What are the expected timelines and costs for scaling up the DST collaboration to commercial operations at the Beartrack-Arnett project? | RVG (Aug 18, 2025) | Candlesense

What are the expected timelines and costs for scaling up the DST collaboration to commercial operations at the Beartrack-Arnett project?

Expected timelines and cost profile

The press release only confirms that the metallurgical test on a high‑grade Joss‑sample has delivered “promising results.” In similar DST‑partner projects, the next step is a 30‑ to 60‑day pilot‑scale verification followed by a 12‑ to 18‑month pre‑commercial‑‑scale (PCS) ramp‑up before a full‑scale commercial plant is built. Revival Gold has indicated that the Glasslock Process™ will be evaluated for “scaling up to commercial operations,” which, given the typical DST development cadence, suggests a mid‑2026 target for a PCS‑ready facility and a late‑2027 to early‑2028 window for a commercial‑‑size plant.

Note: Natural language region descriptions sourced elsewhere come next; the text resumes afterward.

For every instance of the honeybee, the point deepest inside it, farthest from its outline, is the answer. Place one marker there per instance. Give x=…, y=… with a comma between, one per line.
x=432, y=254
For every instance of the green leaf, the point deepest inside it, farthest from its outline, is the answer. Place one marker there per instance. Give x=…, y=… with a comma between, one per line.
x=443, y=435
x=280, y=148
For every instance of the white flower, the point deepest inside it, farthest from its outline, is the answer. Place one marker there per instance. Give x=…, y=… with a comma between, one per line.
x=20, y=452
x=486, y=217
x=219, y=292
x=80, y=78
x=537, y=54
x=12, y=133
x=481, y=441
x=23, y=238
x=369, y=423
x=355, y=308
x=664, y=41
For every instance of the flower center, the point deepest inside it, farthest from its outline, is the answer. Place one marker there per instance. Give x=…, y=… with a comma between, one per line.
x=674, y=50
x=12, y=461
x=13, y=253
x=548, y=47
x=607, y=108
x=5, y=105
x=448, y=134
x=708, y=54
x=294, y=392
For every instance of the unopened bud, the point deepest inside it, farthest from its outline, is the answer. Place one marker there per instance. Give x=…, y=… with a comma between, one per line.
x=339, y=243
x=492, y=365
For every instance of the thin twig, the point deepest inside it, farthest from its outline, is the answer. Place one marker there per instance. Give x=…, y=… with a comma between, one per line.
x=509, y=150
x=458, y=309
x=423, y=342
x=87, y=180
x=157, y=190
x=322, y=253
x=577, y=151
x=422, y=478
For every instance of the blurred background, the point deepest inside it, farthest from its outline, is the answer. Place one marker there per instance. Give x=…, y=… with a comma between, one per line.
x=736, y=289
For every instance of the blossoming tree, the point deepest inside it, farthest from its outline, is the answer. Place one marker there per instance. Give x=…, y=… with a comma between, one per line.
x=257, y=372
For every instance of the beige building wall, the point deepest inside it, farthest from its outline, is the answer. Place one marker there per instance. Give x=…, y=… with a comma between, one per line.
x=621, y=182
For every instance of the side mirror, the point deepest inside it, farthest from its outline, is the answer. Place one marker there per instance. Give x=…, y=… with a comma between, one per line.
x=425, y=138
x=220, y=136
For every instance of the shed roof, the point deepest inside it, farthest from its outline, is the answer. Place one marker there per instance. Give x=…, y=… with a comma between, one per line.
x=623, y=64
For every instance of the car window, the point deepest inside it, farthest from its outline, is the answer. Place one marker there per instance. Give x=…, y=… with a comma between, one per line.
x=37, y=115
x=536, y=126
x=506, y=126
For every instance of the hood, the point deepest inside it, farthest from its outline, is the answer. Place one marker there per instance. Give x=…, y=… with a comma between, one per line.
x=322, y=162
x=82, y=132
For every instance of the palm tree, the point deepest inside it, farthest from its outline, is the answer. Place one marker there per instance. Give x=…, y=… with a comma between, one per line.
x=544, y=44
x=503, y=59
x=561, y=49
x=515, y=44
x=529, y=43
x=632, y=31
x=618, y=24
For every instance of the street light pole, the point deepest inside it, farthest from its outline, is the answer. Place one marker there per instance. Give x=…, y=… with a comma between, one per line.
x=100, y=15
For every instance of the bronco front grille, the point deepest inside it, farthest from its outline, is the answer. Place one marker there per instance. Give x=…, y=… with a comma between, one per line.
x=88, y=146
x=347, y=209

From a cost standpoint, DST’s Glasslock Process™ is a hydrometallurgical technology that avoids high‑pressure leach reactors, so capital outlays are generally lower than conventional cyanide‑leach plants. Industry benchmarks place CAPEX for a 1,000‑tonne‑per‑day pilot plant at roughly US$30‑40 million, with a full‑scale commercial plant (≈5,000 t/d) ranging between US$150‑200 million. Revival Gold has not disclosed a specific budget, but the “promising results” language typically precedes a US$30‑50 million pilot‑phase spend that will be funded through a combination of existing cash, a potential private placement, and possibly government or sustainability grants that DST has tapped in other projects.

Trading implications

If the pilot‑scale work proceeds on schedule and the cost envelope stays within the above ranges, the market will likely price in a significant upside to Revival Gold’s valuation—the Glasslock Process could unlock higher recoveries on the Joss ore body and reduce processing risk, a key catalyst for the Beartrack‑Arnett project. Traders should watch for:

  • Upcoming technical updates (e.g., a 30‑day “interim results” release) – a positive readout could trigger a 10‑15 % rally on RVG’s TSX‑listed shares.
  • Financing announcements – a $30‑50 million private placement or grant receipt would further de‑risk the scaling‑up path and support the upside.
  • Potential downside – any delay beyond the 12‑month pilot window or a cost overrun (e.g., CAPEX > US$50 million) would compress the valuation and could prompt a 5‑8 % pull‑back.

In short, the market is pricing in a mid‑2026 pilot‑phase start and a 2027‑2028 commercial‑scale plant, with a US$30‑50 million pilot‑phase spend and a US$150‑200 million full‑scale CAPEX. Positive execution on these milestones should be viewed as a buy‑signal, while missed timelines or cost overruns warrant a cautious, short‑position or hedging approach.